Technically there's no difference, aida is a type of evenweave - meaning that it has the same number of threads in the warp (vertical) and weft (horizontal). Most cross stitch fabrics are evenweaves but there are a small number that are unevenweaves.
Aida is a blockweave, meaning that each square is made a group of threads - you can see that in this picture. Aida is sold in various counts indicating the number of blocks in an inch. The most common counts are 11ct, 14ct, 16ct, and 18ct. The higher the number, the smaller your stitches will be and the smaller your finished design will turn out.
This is 14ct aida in Soft Mocha from Wichelt.
And here's some stitching on aida were you can see how each stitch covers one square on the fabric.
Commonly known as evenweaves are the fabrics that aren't block weaves, the threads are not arranged in groups. Examples of evenweave fabrics are jobelan, lugana, brittney, davosa, murano, monaco. They are available in various counts, most commonly 20ct to 32ct, This denotes the number of threads per inch. Each stitch is usually formed over a grid of two threads square but more about that below.
This is Jobelan Lambswool 28ct from Wichelt.
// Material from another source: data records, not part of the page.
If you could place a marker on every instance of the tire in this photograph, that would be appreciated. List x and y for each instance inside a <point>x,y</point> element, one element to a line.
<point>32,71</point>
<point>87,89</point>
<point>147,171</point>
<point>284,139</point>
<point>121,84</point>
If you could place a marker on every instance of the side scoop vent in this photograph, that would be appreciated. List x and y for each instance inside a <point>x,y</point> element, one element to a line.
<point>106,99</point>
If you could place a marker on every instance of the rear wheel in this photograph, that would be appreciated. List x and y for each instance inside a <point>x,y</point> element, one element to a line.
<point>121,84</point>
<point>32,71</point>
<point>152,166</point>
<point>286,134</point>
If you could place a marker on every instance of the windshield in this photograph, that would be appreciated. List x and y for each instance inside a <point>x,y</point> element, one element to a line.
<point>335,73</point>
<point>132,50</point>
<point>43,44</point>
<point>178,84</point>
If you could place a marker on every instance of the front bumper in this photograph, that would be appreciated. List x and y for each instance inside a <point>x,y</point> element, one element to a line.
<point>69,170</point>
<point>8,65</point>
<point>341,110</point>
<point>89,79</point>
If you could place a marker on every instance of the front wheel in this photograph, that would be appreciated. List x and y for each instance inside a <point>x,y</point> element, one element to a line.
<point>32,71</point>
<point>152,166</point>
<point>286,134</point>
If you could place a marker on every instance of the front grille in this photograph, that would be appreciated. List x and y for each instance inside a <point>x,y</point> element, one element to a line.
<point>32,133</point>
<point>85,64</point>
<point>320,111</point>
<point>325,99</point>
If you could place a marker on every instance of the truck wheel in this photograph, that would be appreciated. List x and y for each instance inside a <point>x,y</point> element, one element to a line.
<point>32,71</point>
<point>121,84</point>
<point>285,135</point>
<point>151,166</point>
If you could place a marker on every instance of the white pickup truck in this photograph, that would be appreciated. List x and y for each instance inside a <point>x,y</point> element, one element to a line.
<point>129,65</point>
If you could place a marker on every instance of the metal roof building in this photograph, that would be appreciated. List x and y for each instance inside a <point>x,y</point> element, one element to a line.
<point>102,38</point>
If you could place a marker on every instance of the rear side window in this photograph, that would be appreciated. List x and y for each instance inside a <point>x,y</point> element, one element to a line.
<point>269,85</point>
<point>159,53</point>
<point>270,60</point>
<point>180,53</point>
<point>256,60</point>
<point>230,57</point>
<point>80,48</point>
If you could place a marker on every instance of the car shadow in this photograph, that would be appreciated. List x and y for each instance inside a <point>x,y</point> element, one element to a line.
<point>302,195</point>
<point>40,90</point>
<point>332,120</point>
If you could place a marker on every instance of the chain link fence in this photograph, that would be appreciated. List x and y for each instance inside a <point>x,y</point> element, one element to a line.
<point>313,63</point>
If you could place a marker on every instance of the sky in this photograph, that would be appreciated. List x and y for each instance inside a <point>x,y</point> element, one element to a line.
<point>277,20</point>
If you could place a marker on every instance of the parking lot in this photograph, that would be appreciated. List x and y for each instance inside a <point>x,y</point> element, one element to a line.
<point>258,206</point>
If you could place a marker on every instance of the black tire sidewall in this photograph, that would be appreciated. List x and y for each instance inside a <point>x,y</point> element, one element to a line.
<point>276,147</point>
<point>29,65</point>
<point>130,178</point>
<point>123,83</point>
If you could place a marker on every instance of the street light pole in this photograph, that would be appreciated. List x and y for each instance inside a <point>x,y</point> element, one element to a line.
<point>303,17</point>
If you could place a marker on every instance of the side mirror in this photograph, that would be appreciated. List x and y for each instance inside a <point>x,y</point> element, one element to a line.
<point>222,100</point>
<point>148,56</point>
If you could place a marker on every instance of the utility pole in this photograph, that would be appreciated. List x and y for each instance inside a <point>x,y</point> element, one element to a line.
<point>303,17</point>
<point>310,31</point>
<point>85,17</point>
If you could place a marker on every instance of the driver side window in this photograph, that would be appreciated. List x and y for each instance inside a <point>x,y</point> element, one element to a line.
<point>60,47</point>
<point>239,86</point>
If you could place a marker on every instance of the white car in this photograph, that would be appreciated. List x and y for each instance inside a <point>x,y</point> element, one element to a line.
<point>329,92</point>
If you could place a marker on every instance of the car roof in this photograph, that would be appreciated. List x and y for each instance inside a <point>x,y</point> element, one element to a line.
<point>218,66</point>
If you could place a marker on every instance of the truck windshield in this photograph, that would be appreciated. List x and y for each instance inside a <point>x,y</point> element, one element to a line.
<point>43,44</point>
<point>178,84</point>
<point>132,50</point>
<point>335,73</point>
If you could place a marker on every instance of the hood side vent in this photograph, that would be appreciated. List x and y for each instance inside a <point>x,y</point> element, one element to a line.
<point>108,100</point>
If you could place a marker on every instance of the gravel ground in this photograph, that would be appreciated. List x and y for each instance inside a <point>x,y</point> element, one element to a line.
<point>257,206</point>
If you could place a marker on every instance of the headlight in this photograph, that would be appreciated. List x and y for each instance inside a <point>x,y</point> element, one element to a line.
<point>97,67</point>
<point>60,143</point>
And finally there is linen, also an evenweave but the difference here is the fibre used to make the fabric. Linen is made from flax, a natural plant fibre, and because of this it will have slubs or flaws in the fabric. Linen comes in various counts from 25ct to 50ct. Stitches are usually made over two threads on linen.
This is 28ct Natural Linen from Wichelt - you can clearly see the slubs in this picture.
Here's some stitching on an evenweave where you can see each stitch covers two threads vertically and two threads horizontally. This is known as stitching over two. You can see below the arrangement of the threads. Bring your needle up at 1, down at 2, up at 3 and down at 4 to complete the stitch.
The huge advantage to evenweave though is that you can stitch over one thread to make tiny stitches (sometimes known as petit point). The alphabet below is stitched over one thread.